The pilot held a valid class 2 medical certificate that was issued on 3 November 2023 and was valid until 12 November 2025. The class 2 was issued with a restriction requiring that reading correction must be available in flight and that the pilot must not fly within 24 hours of medical therapy.

Fatigue

The pilot reported that at the time of the occurrence they felt fully alert and wide awake. They indicated that they had slept 8 hours in the last 24 hours and 17 hours in the last 48 hours prior to the occurrence.

The ATSB considered that fatigue was unlikely to have affected the pilot’s performance at the time of the occurrence.

Instrument flight

As part of the pilot’s initial flight training for their licence, they recalled conducting 2‍–‍3 hours instrument flying with no visual references. However, since that time, they reported that they had not conducted any further instrument flight since their initial training. 

Aircraft information

The Cessna 182T is a 4-seat, single engine, high-winged aircraft and is powered by a 6‑cylinder fuel-injected 235 hp (175 kW) Lycoming TIO-540-AK1A piston engine.

VH-TSS was manufactured in the United States in 2005 and was first registered in Australia to the pilot in April 2010. The aircraft was certified to be flown by day and night under visual flight rules (VFR)[2] and was only operated for private operations.

The pilot recorded the total time in service of the aircraft as 2,761.8 hours after arriving at Charters Towers. 

Cessna 182 stall speeds

The Cessna 182T pilot operating handbook (POH) indicated the following stall speeds for the aircraft.

 - flaps up, power idle 54 knots calibrated airspeed[3] (KCAS)

 - flaps full, power idle 49 KCAS

The POH indicated that 54 KCAS would show as 50 kt indicated airspeed (IAS) to the pilot with no flap selected.

The POH also stated the stall speeds at known angles of bank at the aircraft’s maximum all up weight of 1,406 kg. The POH indicated that the stall speeds increased as the aircraft’s angle of bank increased.

Garmin G1000 terrain proximity 

The aircraft instrument panel contained the Garmin G1000 display unit, which consisted of a primary flight display and multifunction display.

Colours are used to represent obstacles and aircraft altitude when the terrain proximity page is selected for display. Terrain proximity uses black, yellow, and red to represent terrain information relative to aircraft altitude. The colour of each obstacle is associated with the altitude of the aircraft (Figure 5):

• black indicates terrain more than 1,000 ft below aircraft altitude
• yellow indicates terrain between 100 ft and 1,000 ft below the aircraft altitude
• red indicates terrain is above or within 100 ft below the aircraft altitude.

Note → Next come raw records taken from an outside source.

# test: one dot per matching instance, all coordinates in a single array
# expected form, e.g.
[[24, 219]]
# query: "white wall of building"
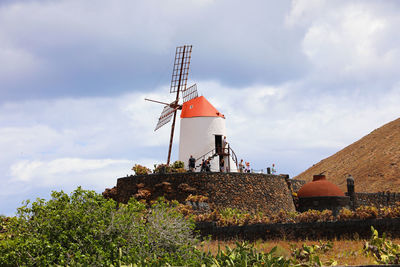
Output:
[[197, 137]]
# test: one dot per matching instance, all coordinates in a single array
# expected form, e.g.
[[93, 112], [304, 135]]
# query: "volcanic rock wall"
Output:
[[381, 199], [245, 191]]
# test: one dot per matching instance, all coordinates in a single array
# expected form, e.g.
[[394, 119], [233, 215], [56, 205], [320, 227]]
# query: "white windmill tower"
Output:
[[202, 126]]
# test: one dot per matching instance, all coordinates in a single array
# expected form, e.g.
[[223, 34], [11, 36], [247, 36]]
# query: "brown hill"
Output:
[[373, 161]]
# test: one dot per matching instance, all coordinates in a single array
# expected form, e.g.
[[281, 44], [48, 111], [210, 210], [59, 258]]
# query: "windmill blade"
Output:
[[165, 117], [181, 68], [190, 93]]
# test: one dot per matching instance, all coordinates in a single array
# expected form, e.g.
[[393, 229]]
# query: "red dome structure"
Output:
[[321, 194], [320, 187]]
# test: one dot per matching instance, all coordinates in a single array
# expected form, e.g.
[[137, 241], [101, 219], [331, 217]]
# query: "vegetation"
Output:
[[383, 251], [232, 216], [141, 170], [83, 228], [176, 167]]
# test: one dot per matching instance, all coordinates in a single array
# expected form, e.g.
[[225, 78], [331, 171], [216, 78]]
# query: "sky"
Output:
[[296, 80]]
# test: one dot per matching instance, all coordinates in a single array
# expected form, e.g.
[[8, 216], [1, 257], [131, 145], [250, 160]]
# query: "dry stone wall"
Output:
[[381, 199], [245, 191]]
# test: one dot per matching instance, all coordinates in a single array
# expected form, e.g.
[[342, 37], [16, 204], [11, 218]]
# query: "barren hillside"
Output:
[[373, 161]]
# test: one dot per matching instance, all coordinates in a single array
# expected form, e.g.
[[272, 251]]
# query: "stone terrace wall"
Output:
[[377, 199], [297, 184], [245, 191]]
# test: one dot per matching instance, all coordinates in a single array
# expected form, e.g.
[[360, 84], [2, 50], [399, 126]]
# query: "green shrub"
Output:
[[85, 228], [383, 251]]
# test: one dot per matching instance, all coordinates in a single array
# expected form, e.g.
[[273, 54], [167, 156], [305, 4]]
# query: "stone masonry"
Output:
[[250, 192]]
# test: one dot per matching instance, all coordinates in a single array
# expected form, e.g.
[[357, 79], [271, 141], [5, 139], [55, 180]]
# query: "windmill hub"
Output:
[[203, 128]]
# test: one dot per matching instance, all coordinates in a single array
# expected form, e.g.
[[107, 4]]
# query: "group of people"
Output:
[[205, 164], [244, 167]]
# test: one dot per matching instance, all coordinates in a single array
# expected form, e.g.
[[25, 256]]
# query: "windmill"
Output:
[[178, 84]]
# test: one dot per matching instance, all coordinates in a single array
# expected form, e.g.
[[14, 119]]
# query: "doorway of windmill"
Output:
[[218, 144]]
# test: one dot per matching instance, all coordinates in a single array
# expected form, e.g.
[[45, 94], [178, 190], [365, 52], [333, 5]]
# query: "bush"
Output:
[[86, 229], [383, 251]]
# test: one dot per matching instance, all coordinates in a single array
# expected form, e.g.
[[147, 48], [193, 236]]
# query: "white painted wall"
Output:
[[197, 137]]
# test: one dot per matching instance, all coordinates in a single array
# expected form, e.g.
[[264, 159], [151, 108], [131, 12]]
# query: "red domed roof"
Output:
[[320, 187]]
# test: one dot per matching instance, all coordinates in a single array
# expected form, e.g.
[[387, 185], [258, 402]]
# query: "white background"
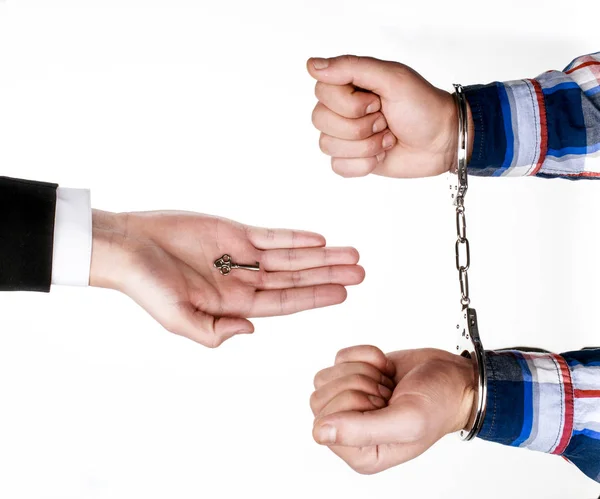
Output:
[[153, 105]]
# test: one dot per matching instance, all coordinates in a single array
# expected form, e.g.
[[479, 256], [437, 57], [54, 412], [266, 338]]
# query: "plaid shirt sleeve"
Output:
[[548, 126], [546, 402]]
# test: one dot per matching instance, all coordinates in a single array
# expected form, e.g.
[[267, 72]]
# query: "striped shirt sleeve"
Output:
[[546, 402], [547, 126]]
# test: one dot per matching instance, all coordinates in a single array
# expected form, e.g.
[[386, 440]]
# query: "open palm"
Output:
[[166, 261]]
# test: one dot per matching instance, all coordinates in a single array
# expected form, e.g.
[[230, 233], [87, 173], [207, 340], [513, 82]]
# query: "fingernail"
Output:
[[377, 402], [385, 381], [374, 106], [319, 63], [386, 393], [389, 365], [388, 140], [380, 124], [326, 434]]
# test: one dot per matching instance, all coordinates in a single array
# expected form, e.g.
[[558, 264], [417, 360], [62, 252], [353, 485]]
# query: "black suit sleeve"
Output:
[[27, 211]]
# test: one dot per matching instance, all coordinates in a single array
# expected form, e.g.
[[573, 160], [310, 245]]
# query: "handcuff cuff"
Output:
[[468, 343]]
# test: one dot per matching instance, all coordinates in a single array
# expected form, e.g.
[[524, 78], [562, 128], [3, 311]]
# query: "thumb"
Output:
[[206, 329], [404, 422], [364, 72]]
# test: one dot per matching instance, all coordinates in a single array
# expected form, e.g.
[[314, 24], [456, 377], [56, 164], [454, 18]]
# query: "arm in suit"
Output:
[[45, 235], [165, 260]]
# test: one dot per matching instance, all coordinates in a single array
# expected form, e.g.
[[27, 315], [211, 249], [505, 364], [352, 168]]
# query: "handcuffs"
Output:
[[468, 343]]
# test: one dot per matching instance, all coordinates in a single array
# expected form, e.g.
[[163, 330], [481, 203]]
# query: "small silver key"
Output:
[[226, 265]]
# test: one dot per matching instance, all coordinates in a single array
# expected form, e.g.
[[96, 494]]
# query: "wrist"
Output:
[[108, 249], [452, 126], [468, 405]]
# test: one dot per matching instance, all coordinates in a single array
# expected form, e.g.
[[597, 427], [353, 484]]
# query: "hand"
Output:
[[383, 117], [164, 261], [377, 411]]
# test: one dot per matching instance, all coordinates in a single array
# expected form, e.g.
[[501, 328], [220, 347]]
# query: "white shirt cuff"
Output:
[[72, 252]]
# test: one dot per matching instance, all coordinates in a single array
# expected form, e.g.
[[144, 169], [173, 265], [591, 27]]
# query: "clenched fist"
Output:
[[376, 411], [383, 117]]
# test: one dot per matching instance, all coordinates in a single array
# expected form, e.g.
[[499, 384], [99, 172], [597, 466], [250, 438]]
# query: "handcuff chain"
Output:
[[461, 248]]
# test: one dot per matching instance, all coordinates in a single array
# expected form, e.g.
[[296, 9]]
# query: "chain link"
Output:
[[461, 247]]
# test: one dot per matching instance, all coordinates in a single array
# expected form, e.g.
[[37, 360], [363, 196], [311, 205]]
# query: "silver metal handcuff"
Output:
[[469, 343]]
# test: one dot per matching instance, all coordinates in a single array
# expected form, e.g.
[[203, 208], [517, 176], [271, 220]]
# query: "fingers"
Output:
[[306, 258], [400, 423], [325, 376], [346, 275], [365, 148], [364, 72], [289, 301], [354, 383], [346, 100], [265, 239], [204, 328], [356, 167], [367, 354], [335, 125]]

Figure 5: Garmin terrain proximity caution and warning 

Source: Garmin G1000 pilot’s guide Cessna NAV III

Autopilot

VH-TSS was fitted with a KAP 140 2-axis autopilot system, which provided both lateral and vertical modes and allowed the pilot to preselect an altitude.

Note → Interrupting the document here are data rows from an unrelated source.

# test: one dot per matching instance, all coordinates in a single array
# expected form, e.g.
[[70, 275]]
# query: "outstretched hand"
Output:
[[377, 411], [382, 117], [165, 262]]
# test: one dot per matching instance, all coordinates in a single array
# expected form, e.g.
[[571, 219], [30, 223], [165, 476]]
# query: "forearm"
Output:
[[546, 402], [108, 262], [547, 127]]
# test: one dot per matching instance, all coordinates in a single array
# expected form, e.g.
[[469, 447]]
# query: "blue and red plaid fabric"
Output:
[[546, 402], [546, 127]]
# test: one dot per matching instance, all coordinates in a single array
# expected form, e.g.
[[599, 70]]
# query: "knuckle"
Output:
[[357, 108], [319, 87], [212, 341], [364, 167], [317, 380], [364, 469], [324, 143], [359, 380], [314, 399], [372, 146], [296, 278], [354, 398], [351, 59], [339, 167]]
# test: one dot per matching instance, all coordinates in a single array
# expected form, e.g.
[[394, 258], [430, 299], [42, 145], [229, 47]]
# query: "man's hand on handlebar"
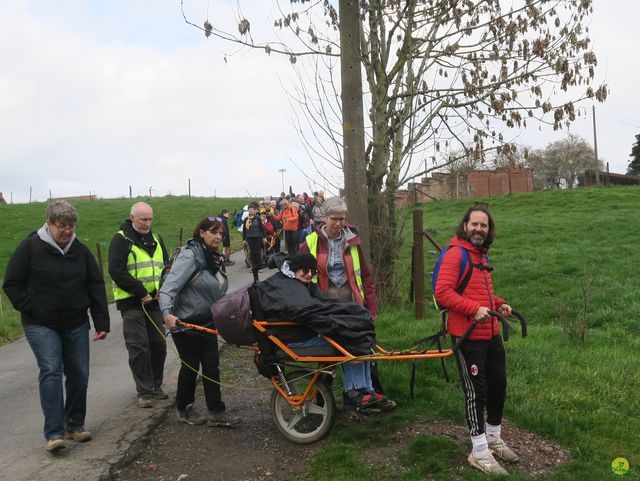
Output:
[[505, 310], [170, 321], [482, 314]]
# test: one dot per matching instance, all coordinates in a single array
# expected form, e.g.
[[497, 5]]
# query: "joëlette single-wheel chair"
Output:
[[303, 406]]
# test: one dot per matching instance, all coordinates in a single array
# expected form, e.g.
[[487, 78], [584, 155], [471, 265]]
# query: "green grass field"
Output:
[[582, 395], [174, 219], [566, 259]]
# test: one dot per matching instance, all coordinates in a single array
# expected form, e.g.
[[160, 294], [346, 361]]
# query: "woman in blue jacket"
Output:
[[196, 280]]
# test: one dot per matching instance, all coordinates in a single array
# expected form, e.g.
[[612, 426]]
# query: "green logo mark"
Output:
[[620, 466]]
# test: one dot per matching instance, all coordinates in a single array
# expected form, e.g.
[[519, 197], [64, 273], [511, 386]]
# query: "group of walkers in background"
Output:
[[267, 223]]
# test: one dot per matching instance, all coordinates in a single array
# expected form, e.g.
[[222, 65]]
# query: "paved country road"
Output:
[[113, 416]]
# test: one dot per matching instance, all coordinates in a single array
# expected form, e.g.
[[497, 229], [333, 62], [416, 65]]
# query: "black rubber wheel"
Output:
[[313, 420]]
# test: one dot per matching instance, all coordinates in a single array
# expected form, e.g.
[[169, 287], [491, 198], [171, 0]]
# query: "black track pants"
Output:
[[482, 369], [197, 350]]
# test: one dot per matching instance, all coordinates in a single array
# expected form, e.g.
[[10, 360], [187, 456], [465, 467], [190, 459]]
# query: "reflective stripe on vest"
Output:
[[142, 267], [312, 243]]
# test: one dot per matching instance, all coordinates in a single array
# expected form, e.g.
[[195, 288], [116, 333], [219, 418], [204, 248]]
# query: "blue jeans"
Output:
[[357, 375], [58, 352]]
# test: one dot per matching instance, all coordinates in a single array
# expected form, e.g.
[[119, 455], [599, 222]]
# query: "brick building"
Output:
[[477, 183]]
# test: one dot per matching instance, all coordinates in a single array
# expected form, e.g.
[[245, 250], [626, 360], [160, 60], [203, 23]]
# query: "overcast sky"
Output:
[[97, 96]]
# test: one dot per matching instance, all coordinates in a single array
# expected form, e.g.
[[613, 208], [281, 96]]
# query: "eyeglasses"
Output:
[[69, 227]]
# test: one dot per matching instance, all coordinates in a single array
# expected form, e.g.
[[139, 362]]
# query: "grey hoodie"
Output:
[[187, 296]]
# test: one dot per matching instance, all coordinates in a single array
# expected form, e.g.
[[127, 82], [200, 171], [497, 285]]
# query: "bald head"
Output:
[[141, 217]]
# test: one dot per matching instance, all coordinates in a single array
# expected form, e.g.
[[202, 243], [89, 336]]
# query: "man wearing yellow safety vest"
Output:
[[343, 272], [136, 259]]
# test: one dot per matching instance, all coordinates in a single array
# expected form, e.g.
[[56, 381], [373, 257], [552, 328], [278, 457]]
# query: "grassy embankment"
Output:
[[582, 395], [98, 221]]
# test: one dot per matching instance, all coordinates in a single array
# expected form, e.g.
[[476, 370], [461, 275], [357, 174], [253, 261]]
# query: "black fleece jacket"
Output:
[[56, 290], [118, 253]]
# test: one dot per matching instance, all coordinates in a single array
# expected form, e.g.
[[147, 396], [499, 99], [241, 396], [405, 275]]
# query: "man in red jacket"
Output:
[[480, 359]]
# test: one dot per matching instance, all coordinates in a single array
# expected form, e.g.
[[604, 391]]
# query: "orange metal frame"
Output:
[[296, 401]]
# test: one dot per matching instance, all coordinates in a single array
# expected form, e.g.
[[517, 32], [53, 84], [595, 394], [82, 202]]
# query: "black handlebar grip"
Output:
[[505, 324]]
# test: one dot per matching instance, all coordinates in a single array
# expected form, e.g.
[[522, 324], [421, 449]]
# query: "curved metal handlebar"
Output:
[[503, 321]]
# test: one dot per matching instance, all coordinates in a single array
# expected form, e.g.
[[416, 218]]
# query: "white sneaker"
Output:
[[485, 462], [502, 451]]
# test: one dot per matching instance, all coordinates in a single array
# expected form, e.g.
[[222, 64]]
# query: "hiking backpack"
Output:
[[167, 267], [232, 317]]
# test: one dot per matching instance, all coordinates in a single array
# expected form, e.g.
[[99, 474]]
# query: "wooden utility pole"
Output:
[[595, 145], [418, 264], [355, 179]]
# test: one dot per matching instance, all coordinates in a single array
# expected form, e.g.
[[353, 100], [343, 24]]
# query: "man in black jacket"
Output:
[[136, 260], [52, 279]]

The KAP 140 manual stated that when the autopilot was initially engaged, it activated the basic roll mode which levelled the aircraft wings and also engaged the vertical speed hold mode. This would capture the aircraft’s current vertical speed at the time of the autopilot engagement.

The manual provided a warning on the use of vertical speed mode stating:

When operating at or near the best rate of climb airspeed, at climb power settings, and using vertical speed hold, it is easy to decelerate to an airspeed where continued decreases in airspeed will result in a reduced rate of climb. Continued operation in vertical speed mode can result in a stall.

The engagement of the heading button would arm the heading mode, which would command the aircraft to turn to and maintain the heading selected on either the horizontal situation indicator[4] (HSI) or the directional gyroscope.

Figure 6: KAP 140 autopilot control panel

Source: KAP 140 manual, annotated by the ATSB

The pilot identified a key safety message from CASA seminars on ‘VFR into IMC’ that they had attended was to use the autopilot if available in case of inadvertent entry to IMC. 

Meteorological information

The pilot had obtained the TAF[5] for Mareeba Airport, about 22 km north of Atherton Airport and elevation of 1,564 ft above mean sea level (AMSL). The TAF was issued at 0328 on 16 June and valid between 0500 and 1800 local time. The forecast indicated the wind at 150° at 10 kt, with visibility greater than 10 km and broken[6] cloud cover at 2,000 ft above airport elevation. From 1000, the wind was forecast to increase to 12 kt, with visibility greater than 10 km and scattered[7] cloud cover at about 2,500 ft.

The Bureau of Meteorology does not provide an aviation forecast or recordings for Atherton Airport. 

The pilot did not obtain a graphical area forecast (GAF) for the flight planned route (Appendix – Graphical Area Forecasts). The GAF for surface to 10,000 ft for the area in North Queensland was issued at 2013 on 15 June and was valid between 0300 and 0900 on 16 June. Cloud heights were forecast down to 1,500 ft AMSL with isolated fog reducing visibility to 500 m in areas along the pilot’s flight planned track.

A further GAF for the same area was issued at 0224 on 16 June, it was valid between 0900–1500 the same day and indicated broken cloud down to 2,000 ft AMSL and to 1,000 ft AMSL with isolated rain showers reducing visibility to 4,000 m. It also indicated broken cloud cover down to 2,500 ft, becoming scattered after 1000. The GAF covered both the flight planned track and the aircraft’s diversion track (See Appendix – Graphical Area Forecasts).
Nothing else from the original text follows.